Is there a way you can try slicing your data in different ways (ex: dividing it into 5 parts and seeing if any one of those parts is causing the error)? It would be helpful to know whether there's a specific subset of the data that's causing you issues, or whether it's only happening with the full data. If there is a specific subset you can find, we can take a look at it and see whether we can reproduce the error on our side.
will try the slicing approach now..
I there were some userid in my interaction data that were not present in the user features.. so I removed them and running the code...
what is the way to speed up the benchmark().. even for the popularity bandit is is taking a lot of time...I have about 400k interactions and 370k users and 894 items..
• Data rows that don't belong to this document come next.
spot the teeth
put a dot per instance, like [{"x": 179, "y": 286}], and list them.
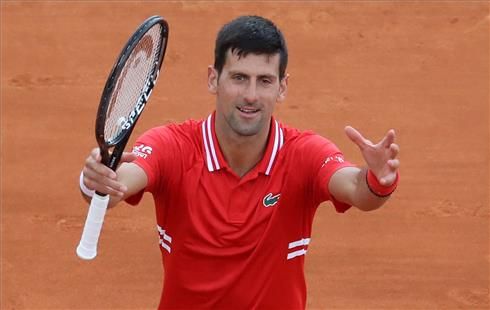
[{"x": 247, "y": 110}]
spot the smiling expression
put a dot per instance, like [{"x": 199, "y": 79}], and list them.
[{"x": 246, "y": 92}]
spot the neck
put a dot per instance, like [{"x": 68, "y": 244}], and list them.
[{"x": 242, "y": 153}]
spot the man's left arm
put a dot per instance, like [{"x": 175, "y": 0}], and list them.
[{"x": 368, "y": 188}]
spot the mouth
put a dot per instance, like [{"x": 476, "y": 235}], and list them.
[{"x": 248, "y": 110}]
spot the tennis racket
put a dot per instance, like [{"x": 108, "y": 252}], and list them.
[{"x": 125, "y": 95}]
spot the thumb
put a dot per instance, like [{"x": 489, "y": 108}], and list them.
[
  {"x": 355, "y": 136},
  {"x": 128, "y": 157}
]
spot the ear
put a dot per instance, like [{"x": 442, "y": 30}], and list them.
[
  {"x": 212, "y": 80},
  {"x": 283, "y": 87}
]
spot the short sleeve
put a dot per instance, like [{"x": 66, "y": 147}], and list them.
[
  {"x": 157, "y": 152},
  {"x": 326, "y": 160}
]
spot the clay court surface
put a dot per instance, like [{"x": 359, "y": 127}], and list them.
[{"x": 419, "y": 67}]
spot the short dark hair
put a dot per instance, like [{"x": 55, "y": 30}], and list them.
[{"x": 250, "y": 34}]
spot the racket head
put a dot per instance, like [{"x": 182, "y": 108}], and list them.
[{"x": 129, "y": 86}]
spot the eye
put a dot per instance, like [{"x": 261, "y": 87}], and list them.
[
  {"x": 238, "y": 77},
  {"x": 266, "y": 81}
]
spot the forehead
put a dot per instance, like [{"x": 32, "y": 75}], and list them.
[{"x": 252, "y": 64}]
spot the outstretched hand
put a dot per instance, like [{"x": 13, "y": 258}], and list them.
[{"x": 380, "y": 157}]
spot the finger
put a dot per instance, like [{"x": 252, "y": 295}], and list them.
[
  {"x": 395, "y": 149},
  {"x": 389, "y": 138},
  {"x": 95, "y": 154},
  {"x": 394, "y": 164},
  {"x": 91, "y": 165},
  {"x": 355, "y": 136}
]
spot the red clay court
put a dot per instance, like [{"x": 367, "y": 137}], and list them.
[{"x": 421, "y": 67}]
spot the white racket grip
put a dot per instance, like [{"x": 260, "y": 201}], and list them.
[{"x": 87, "y": 248}]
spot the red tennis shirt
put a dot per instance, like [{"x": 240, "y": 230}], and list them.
[{"x": 229, "y": 242}]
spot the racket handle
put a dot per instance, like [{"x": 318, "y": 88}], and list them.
[{"x": 87, "y": 248}]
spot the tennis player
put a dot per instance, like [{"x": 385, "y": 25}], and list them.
[{"x": 235, "y": 193}]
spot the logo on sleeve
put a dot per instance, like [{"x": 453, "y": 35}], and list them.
[
  {"x": 142, "y": 150},
  {"x": 271, "y": 200},
  {"x": 336, "y": 158}
]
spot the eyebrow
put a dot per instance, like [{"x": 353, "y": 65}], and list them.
[{"x": 270, "y": 76}]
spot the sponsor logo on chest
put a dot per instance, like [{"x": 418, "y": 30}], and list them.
[{"x": 271, "y": 200}]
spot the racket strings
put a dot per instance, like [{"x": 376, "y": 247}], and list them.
[{"x": 131, "y": 83}]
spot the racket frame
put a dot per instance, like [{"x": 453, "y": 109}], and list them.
[{"x": 87, "y": 248}]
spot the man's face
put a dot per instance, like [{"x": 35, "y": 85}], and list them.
[{"x": 246, "y": 92}]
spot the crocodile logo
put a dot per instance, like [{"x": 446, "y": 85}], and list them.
[{"x": 271, "y": 200}]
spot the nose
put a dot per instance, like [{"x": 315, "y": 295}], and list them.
[{"x": 250, "y": 92}]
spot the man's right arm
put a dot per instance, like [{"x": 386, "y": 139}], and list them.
[{"x": 129, "y": 178}]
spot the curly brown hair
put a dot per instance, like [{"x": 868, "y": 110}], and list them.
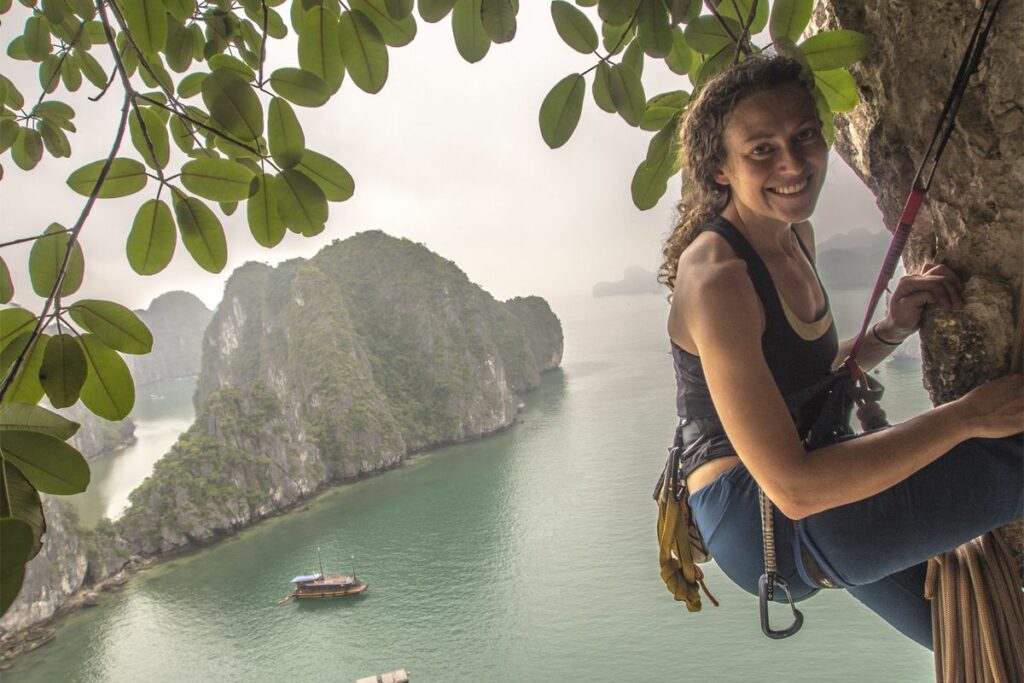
[{"x": 701, "y": 150}]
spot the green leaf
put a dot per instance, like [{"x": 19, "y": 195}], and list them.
[
  {"x": 434, "y": 10},
  {"x": 217, "y": 179},
  {"x": 54, "y": 140},
  {"x": 602, "y": 87},
  {"x": 91, "y": 69},
  {"x": 364, "y": 51},
  {"x": 727, "y": 8},
  {"x": 14, "y": 322},
  {"x": 714, "y": 66},
  {"x": 125, "y": 177},
  {"x": 627, "y": 93},
  {"x": 329, "y": 175},
  {"x": 470, "y": 37},
  {"x": 835, "y": 49},
  {"x": 573, "y": 27},
  {"x": 202, "y": 232},
  {"x": 180, "y": 47},
  {"x": 790, "y": 17},
  {"x": 64, "y": 371},
  {"x": 232, "y": 104},
  {"x": 109, "y": 390},
  {"x": 398, "y": 9},
  {"x": 633, "y": 58},
  {"x": 284, "y": 134},
  {"x": 653, "y": 30},
  {"x": 264, "y": 222},
  {"x": 152, "y": 241},
  {"x": 320, "y": 46},
  {"x": 115, "y": 325},
  {"x": 71, "y": 75},
  {"x": 707, "y": 36},
  {"x": 395, "y": 33},
  {"x": 156, "y": 131},
  {"x": 28, "y": 148},
  {"x": 23, "y": 417},
  {"x": 301, "y": 204},
  {"x": 8, "y": 133},
  {"x": 46, "y": 257},
  {"x": 615, "y": 38},
  {"x": 192, "y": 84},
  {"x": 146, "y": 22},
  {"x": 19, "y": 499},
  {"x": 26, "y": 387},
  {"x": 681, "y": 57},
  {"x": 181, "y": 9},
  {"x": 49, "y": 464},
  {"x": 181, "y": 133},
  {"x": 560, "y": 110},
  {"x": 839, "y": 89},
  {"x": 499, "y": 22},
  {"x": 6, "y": 286},
  {"x": 300, "y": 87},
  {"x": 616, "y": 12}
]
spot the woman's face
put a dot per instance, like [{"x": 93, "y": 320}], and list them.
[{"x": 775, "y": 156}]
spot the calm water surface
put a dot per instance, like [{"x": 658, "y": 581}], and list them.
[{"x": 526, "y": 556}]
For Popularity, the number of items (arms) is likely the main culprit. Generally, run-time for bandit algorithms will scale linearly based on the number of items.
What is the way I can do speed up??? Regards, Ayush
On Thu, Jul 14, 2022 at 11:12 AM Bernard Kleynhans @.***> wrote:
For Popularity, the number of items (arms) is likely the main culprit. Generally, run-time for bandit algorithms will scale linearly based on the number of items.
— Reply to this email directly, view it on GitHub https://github.com/fidelity/mab2rec/issues/16#issuecomment-1184632120, or unsubscribe https://github.com/notifications/unsubscribe-auth/ABDPIESI2CK6C2SYUW6WGFLVUA4ANANCNFSM53LXBUNA . You are receiving this because you were mentioned.Message ID: @.***>
I have uploaded my full data here: https://www.dropbox.com/s/n4ruxzf82my1at9/test_interactions.zip?dl=0 I am still getting Nan error in LinUCB.. LinGreedy ran fine. If possible can you see at your end
Also, why is the output (predicted reward) coming outside (0,1) when all my training data has only 0,1 responses. Many are coming negative and many well over 1. Can you please explain..
Also, why is the output (predicted reward) coming outside (0,1) when all my training data has only 0,1 responses. Many are coming negative and many well over 1. Can you please explain..
The range of predicted expectations will depend on the selected learning policies. For example, LinUCB uses a Ridge regression to estimate rewards as a linear combination of the user contexts, meaning expectations can be outside of [0, 1] range. Thompson Sampling on that other hand samples expectations from a beta distribution, which means expectations will all be between 0 and 1.
This thread contains discussion unrelated to original issue so I am closing it.
Is it possible to get the estimated reward for a user_id and item_id from any of the bandits?